こんな話に付き合っていては夢世界へのダイビングが夢のまた夢になってしまう。努々(ゆめゆめ)そんなことにならないように、ギルドでは有名なハムリンさんと、先代勇者で勇名なアンドリューさんとは幽明境を異にすることにする。自分でも何言っているかよくわからなくなってきた。
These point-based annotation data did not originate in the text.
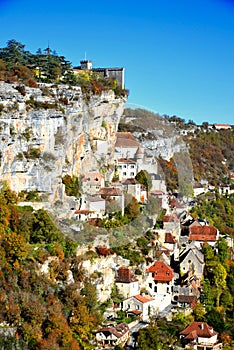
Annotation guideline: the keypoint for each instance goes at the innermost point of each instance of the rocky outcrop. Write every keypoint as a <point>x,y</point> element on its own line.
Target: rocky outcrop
<point>53,130</point>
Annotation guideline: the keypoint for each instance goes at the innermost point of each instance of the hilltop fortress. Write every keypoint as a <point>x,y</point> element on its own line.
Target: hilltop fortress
<point>115,73</point>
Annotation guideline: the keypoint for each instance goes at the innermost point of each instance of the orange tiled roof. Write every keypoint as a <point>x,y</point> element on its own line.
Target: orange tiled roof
<point>169,238</point>
<point>125,160</point>
<point>143,299</point>
<point>93,178</point>
<point>162,272</point>
<point>198,329</point>
<point>170,218</point>
<point>126,139</point>
<point>118,330</point>
<point>83,211</point>
<point>203,233</point>
<point>125,275</point>
<point>110,191</point>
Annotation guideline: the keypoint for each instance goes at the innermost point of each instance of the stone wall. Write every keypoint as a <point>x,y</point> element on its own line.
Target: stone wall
<point>51,131</point>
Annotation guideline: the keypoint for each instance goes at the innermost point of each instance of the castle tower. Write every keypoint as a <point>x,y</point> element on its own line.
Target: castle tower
<point>86,64</point>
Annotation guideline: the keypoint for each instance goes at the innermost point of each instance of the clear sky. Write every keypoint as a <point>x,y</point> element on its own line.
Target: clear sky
<point>178,54</point>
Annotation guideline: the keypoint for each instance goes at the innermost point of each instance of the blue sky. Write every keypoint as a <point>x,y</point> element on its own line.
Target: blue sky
<point>178,54</point>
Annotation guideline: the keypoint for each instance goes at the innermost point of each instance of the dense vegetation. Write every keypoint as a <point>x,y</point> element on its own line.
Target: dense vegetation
<point>211,151</point>
<point>42,309</point>
<point>21,66</point>
<point>218,210</point>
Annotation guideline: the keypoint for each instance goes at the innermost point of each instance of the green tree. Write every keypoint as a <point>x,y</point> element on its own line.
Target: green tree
<point>223,249</point>
<point>44,230</point>
<point>145,179</point>
<point>15,247</point>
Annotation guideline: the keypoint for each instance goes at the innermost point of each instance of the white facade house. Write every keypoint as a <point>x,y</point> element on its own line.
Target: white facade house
<point>109,337</point>
<point>199,335</point>
<point>126,282</point>
<point>92,182</point>
<point>127,168</point>
<point>126,146</point>
<point>133,187</point>
<point>97,205</point>
<point>159,283</point>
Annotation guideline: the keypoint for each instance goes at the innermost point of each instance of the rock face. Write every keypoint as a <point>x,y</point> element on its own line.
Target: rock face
<point>53,130</point>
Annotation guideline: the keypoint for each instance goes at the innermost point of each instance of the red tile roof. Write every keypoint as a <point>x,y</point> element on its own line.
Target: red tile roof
<point>118,330</point>
<point>83,211</point>
<point>93,178</point>
<point>143,299</point>
<point>203,233</point>
<point>110,191</point>
<point>125,160</point>
<point>130,182</point>
<point>162,272</point>
<point>169,238</point>
<point>126,139</point>
<point>125,275</point>
<point>188,299</point>
<point>198,329</point>
<point>170,218</point>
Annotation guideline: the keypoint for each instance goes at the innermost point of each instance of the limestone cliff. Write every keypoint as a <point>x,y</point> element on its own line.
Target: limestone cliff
<point>53,130</point>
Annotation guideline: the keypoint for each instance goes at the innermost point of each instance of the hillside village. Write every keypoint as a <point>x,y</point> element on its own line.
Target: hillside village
<point>96,251</point>
<point>170,281</point>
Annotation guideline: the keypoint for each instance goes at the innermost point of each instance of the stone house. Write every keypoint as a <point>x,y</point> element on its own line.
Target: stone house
<point>109,337</point>
<point>127,168</point>
<point>202,234</point>
<point>126,282</point>
<point>97,205</point>
<point>126,146</point>
<point>170,241</point>
<point>159,282</point>
<point>92,182</point>
<point>191,261</point>
<point>200,336</point>
<point>141,305</point>
<point>83,214</point>
<point>133,187</point>
<point>113,197</point>
<point>171,223</point>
「結構ずばずば言い合っているみたいだけど……放っておいていいの?」
「言いたいことは言わせておいた方がいい。何も言わず後で爆発する方が怖い。ココも何か言いたいことがあるのなら言っておいたほうがいいぞ」
お互い探り合って表面上仲良くするくらいだったら、いがみ合っていてもお互いのことを知っている方が幾分マシに感じるのは俺だけだろうか。前者は嘘つき大会みたいなものじゃないか。ぶつかる時は思いっきりぶつかった方がいい。それで分かり合えないのならそこまでだ。無理をして関係を維持し続ける必要はない。
この世界に生まれてからはそう感じることが多くなってきた。前は博愛主義といかないまでも皆仲良くできたらいいね! みたいに思っていた気もするけど。というより、多分これがこの世界では正解なんだと思う。
前世ほど道徳観念が国民に行き渡ってるわけじゃない。前の世界で犯罪だったことがこの世界では犯罪ではない場合もあるし、その逆も然り。誰彼構わず仲良くしようとするといつの間にか騙されていることの方が多い位だ。少し悪いことをしてもネットで個人情報を晒されるなんて心配はないしな。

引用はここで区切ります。